The Dark Side of Camelot
Jul. 30th, 2010 05:04 pmSo, among other things, I'm reading Seymour Hersh's The Dark Side of Camelot right now. Can someone tell me, did JFK run over Hersh's dog or something? It's just so one-sided--unrelentingly muck-raking, one long laundry list of how terrible JFK and all the male Kennedys were. (On the other hand, he does seem to have a soft spot for Jackie and Marilyn. It's rather touching.) Lots of salacious details, lots of anonymous interviews (if you claim to have had a long-term affair with Kennedy and you still refuse to identify yourself after nearly 50 years, it's difficult for me to take you too seriously) and some really shoddy journalism--unsupported conclusions, perfunctory documentary evidence. It's actually pretty terrible, I find it hard to credit this guy's a Pulitzer winner but he broke the My Lai story so he must have some journalistic skills.
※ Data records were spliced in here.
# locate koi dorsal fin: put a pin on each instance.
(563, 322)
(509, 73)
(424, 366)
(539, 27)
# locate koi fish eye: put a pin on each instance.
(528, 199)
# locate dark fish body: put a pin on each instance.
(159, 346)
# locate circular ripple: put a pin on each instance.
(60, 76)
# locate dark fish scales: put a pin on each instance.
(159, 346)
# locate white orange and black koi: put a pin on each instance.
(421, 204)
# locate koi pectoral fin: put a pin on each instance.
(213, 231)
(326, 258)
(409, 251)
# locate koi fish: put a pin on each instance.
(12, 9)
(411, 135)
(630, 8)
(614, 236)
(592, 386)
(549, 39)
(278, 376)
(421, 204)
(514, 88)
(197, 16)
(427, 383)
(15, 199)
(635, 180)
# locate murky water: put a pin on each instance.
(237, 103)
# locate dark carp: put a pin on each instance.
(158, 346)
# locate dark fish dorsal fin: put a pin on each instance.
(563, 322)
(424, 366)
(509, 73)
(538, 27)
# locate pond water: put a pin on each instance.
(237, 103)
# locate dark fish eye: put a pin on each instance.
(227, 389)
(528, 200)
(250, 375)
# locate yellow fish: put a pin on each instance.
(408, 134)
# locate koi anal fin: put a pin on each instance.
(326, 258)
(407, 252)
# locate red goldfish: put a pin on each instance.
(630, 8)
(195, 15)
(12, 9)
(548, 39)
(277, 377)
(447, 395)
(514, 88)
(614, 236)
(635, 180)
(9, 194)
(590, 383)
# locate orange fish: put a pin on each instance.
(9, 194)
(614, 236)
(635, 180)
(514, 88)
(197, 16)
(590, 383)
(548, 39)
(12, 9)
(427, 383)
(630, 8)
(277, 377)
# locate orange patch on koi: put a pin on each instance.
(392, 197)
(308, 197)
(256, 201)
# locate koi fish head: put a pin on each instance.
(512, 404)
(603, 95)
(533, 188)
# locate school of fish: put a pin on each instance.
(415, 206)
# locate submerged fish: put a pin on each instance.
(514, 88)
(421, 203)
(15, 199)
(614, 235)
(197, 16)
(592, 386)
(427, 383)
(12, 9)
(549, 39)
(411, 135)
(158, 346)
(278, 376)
I think that's part of the problem (he's a journalist)--he doesn't really write a good book, there's no arc to the book, even within the chapters. I'm actually not going to finish it, which is rare for me--I even finished The Daughter of Time and Atlas Shrugged, as dreadful as they both were (hey, at least Atlas Shrugged had some hottt sex scenes ;)
And as fascinating as I find the Kennedys (as I've said before, they remind me greatly of my own family--large, wealthy and lots of teeth), I'm not blind to the faults of any of them. Jack was a terrible philanderer, a truly entitled man who treated women like props. My mother and I have discussed it from time to time--she said that my grandmother thought it might have to do with the medication he was on for the Addison's disease, that it made him hyper-sexual. I'm sure that's part of it, but his disgusting father probably had something to do with it as well. Joe Kennedy was a remarkable man in many ways, and definitely a better parent than Rose, but he was a P-I-G pig with regards to women--he used to hit on his teenage daughters' friends, UGH!
ANYWAY. So my point is that even a critical work about the Kennedy family should be interesting--I reread Peter Collier and David Borowitz's The Kennedys every now and then, and Lord knows Hersh's reputation is much better than Borowitz's, who is a total creepy ranter, IMO. But the book is very interesting. I think The Kennedys is where I first read the hilarious story about the long-suffering cook/housekeeper/something like that at Hickory Hill, who heard out a long list of Ethel demands and told her flatly "Mrs. Kennedy, you can wish in one hand and shit in the other, and see which one fills up first." You have to admire that kind of salt of the earth fearlessness. (Especially toward Ethel, whom I can't stand. I can't remember who it was who referred to her as "more-Kennedy-than-thou" but it is dead on.)